Il nous a semblé que c’était une histoire si large qu’il nous faudrait faire les choses de manière différente. Et nous avons compris qu’il nous faudrait l’écrire sous la forme d’un roman, parce qu’il y avait énormément de personnages et tellement de choses à raconter… Ce qui ne nous empêcherait pas d’avoir des illustrations dans le roman. C’était aussi l’occasion de faire quelque chose de nouveau et de différent !

En quoi était-ce différent ?

Lorsque je travaille sur une bande dessinée, je discute avec un artiste et j’essaye de faire en sorte que chaque case de chaque page raconte l’histoire de la meilleure manière possible. Dans un roman, tout ce que vous pouvez faire, c’est d’espérer que vous écrivez de la meilleure manière pour raconter l’histoire.
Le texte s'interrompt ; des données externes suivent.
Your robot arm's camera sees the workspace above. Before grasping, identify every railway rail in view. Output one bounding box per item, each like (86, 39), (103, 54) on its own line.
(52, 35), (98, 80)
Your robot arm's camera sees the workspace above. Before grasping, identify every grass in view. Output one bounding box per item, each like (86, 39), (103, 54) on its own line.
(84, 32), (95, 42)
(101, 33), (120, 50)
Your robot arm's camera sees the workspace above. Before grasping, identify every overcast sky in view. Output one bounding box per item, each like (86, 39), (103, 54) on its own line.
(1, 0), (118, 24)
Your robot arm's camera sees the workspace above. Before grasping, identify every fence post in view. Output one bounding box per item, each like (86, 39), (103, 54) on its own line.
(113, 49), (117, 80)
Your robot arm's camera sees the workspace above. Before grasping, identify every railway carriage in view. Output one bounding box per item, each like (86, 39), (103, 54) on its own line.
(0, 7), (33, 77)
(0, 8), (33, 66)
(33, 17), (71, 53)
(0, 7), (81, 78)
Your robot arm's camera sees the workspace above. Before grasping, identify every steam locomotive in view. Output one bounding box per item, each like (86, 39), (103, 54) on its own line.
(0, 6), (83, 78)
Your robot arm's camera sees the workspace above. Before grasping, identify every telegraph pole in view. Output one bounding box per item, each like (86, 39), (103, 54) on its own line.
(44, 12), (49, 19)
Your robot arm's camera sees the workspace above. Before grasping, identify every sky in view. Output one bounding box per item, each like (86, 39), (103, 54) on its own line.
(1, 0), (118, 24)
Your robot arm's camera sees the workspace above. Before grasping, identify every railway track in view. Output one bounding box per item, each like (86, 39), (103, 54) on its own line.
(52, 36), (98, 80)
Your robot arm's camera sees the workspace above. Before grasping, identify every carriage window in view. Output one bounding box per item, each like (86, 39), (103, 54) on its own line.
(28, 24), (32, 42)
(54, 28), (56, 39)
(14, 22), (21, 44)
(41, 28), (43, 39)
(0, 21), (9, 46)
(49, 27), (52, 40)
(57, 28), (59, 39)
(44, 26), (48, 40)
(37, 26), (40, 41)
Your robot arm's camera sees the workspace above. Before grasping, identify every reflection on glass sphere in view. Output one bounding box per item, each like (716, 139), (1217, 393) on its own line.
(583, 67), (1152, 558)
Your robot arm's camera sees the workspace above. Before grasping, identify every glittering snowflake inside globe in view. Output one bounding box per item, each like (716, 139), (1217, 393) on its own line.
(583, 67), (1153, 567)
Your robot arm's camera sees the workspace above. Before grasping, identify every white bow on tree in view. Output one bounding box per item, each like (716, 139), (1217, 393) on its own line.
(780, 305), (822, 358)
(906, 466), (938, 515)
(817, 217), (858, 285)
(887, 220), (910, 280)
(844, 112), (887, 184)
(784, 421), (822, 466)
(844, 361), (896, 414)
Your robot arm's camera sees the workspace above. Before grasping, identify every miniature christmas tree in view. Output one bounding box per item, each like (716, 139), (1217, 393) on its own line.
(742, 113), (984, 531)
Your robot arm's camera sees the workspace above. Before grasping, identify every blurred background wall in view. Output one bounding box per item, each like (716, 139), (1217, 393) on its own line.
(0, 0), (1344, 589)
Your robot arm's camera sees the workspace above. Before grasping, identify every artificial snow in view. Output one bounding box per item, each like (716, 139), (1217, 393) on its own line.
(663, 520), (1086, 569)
Le processus est similaire dans les deux cas, mais quand vous n’avez pas recours aux illustrations, vous pouvez vous concentrer sur l’écriture et vous n’avez pas à vous demander en permanence si les dessins sont justes.

Une des planches illustrées qui accompagnent le roman « Zodiac Legacy ». | 2016 Disney

Pourtant, Zodiac Legacy est un roman illustré, avec de nombreux dessins au fil des chapitres.

Bien sûr, il y a des illustrations. Mais on peut parfaitement lire l’histoire sans. Les illustrations sont juste un plaisir supplémentaire pour le lecteur.

Le roman débute à Hongkong. Doit-on comprendre que vous vous êtes lassé de New York, où se déroulent l’écrasante majorité de vos précédents scénarios ?

[Rires.] Non ! Une histoire peut débuter n’importe où. La plupart de nos super-héros viennent de New York parce que je voulais que tout soit lié et que l’univers soit réaliste. Mais l’histoire de Zodiac n’avait pas besoin de se dérouler à New York – au contraire, je voulais qu’elle se situe en Asie. C’était très intéressant pour moi qu’elle aborde la thématique de l’Orient.

Mais il y a beaucoup de villes très différentes en Asie, pourquoi Hongkong ?

Parce que tout le monde connaît HongKong ! Bien sûr, l’histoire aurait pu se dérouler à Singapour ou n’importe où ailleurs. Il fallait bien faire un choix, et j’aime la sonorité de « Hongkong ».

Ce n’est donc pas la ville qui vous a inspiré cette histoire. Quelles ont été vos sources d’inspiration ?

C’est le zodiaque chinois. Nous avons considéré que ce serait très intéressant d’utiliser le zodiaque comme base d’un roman : il est connu dans le monde entier, tout le monde en a entendu parler, et pourtant personne ne sait rien ou presque à son propos. Nous pouvions donc raconter l’histoire de notre choix.

Steven, au centre, le personnage principal de Zodiac. | 2016 Disney

Steven Lee est un adolescent, tout comme Spiderman. Pourquoi racontez-vous autant d’histoires centrées sur l’adolescence ?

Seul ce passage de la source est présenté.